Abstract:
INTRODUCTION : The purpose of this study was to perform a systematic review and meta-analysis of both randomized controlled and observational studies comparing surgical interventions for proximal humerus fractures.
METHODS : Systematic review of Medline, Embase, Scopus, and Google Scholar, including all level 1–3 studies from 2000 to 2022 comparing surgical treatment with ORIF, IM nailing, hemiarthroplasty, total and reverse shoulder arthroplasty (RTS) was conducted. Clinical outcome scores, range of motion (ROM), and complications were included. Risk of bias was assessed using the Cochrane Collaboration’s ROB2 tool and ROBINs-I tool. The GRADE system was used to assess the overall quality of the body of evidence. Heterogeneity was assessed using χ2 and I2 statistics.

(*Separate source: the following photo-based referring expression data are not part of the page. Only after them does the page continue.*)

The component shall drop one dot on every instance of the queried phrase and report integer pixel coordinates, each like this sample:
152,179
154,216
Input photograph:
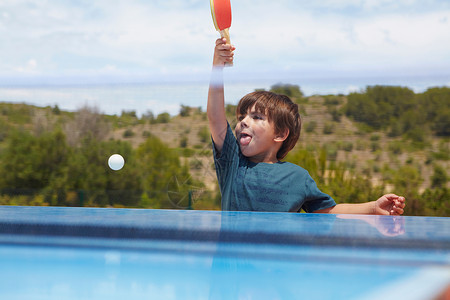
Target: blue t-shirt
278,187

RESULTS : Thirty-five studies were included in the analysis. Twenty-five studies had a high risk of bias and were of low and very low quality. Comparisons between ORIF and hemiarthroplasty favored ORIF for clinical outcomes (p = 0.0001), abduction (p = 0.002), flexion (p = 0.001), and external rotation (p = 0.007). Comparisons between ORIF and IM nailing were not significant for clinical outcomes (p = 0.0001) or ROM. Comparisons between ORIF and RTS were not significant for clinical outcomes (p = 0.0001) but favored RTS for flexion (p = 0.02) and external rotation (p = 0.02). Comparisons between hemiarthroplasty and RTS favored RTS for clinical outcomes (p = 0.0001), abduction (p = 0.0001), and flexion (p = 0.0001). Complication rates between groups were not significant for all comparisons.

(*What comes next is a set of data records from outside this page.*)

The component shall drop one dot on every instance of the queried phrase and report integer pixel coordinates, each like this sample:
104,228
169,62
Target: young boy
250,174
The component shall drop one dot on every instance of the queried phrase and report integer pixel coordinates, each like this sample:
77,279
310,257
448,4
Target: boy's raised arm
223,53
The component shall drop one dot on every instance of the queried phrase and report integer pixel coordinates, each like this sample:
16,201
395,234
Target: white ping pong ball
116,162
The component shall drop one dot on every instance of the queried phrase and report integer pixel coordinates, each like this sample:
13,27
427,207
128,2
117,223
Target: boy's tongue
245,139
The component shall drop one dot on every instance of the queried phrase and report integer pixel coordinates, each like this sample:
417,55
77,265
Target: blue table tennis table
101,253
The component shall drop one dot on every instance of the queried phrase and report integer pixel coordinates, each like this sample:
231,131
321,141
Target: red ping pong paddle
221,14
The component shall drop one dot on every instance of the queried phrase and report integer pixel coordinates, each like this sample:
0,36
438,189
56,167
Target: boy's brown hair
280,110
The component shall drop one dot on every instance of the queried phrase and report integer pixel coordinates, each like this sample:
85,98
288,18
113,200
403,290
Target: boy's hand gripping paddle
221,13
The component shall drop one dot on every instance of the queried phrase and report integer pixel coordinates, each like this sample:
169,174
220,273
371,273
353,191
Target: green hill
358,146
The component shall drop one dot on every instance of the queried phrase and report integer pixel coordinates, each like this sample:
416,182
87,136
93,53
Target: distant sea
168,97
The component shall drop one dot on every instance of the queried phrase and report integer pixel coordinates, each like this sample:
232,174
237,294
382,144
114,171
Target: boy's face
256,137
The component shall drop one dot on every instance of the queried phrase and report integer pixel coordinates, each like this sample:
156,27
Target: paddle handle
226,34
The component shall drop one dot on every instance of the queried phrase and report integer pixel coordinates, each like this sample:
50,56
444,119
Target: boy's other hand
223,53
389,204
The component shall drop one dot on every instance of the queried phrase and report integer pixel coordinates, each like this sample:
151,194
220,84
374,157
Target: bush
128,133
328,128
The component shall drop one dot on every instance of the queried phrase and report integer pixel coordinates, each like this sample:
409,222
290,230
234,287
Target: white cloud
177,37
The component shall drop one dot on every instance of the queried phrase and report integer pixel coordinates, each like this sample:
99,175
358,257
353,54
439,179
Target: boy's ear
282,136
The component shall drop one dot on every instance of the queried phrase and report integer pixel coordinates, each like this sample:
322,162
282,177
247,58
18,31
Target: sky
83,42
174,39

CONCLUSIONS : This meta-analysis for surgical treatment of proximal humerus fractures demonstrated that ORIF is superior to hemiarthroplasty, ORIF is comparable to IM nailing, reverse shoulder arthroplasty is superior to hemiarthroplasty but comparable to ORIF with similar clinical outcomes, ROM, and complication rates. However, the study validity is compromised by high risk of bias and low level of certainty. The results should therefore be interpreted with caution. Ultimately, shared decision making should reflect the fracture characteristics, bone quality, individual surgeon’s experience, the patient’s functional demands, and patient expectations.
LEVEL OF EVIDENCE : Level III; systematic review and meta-analysis.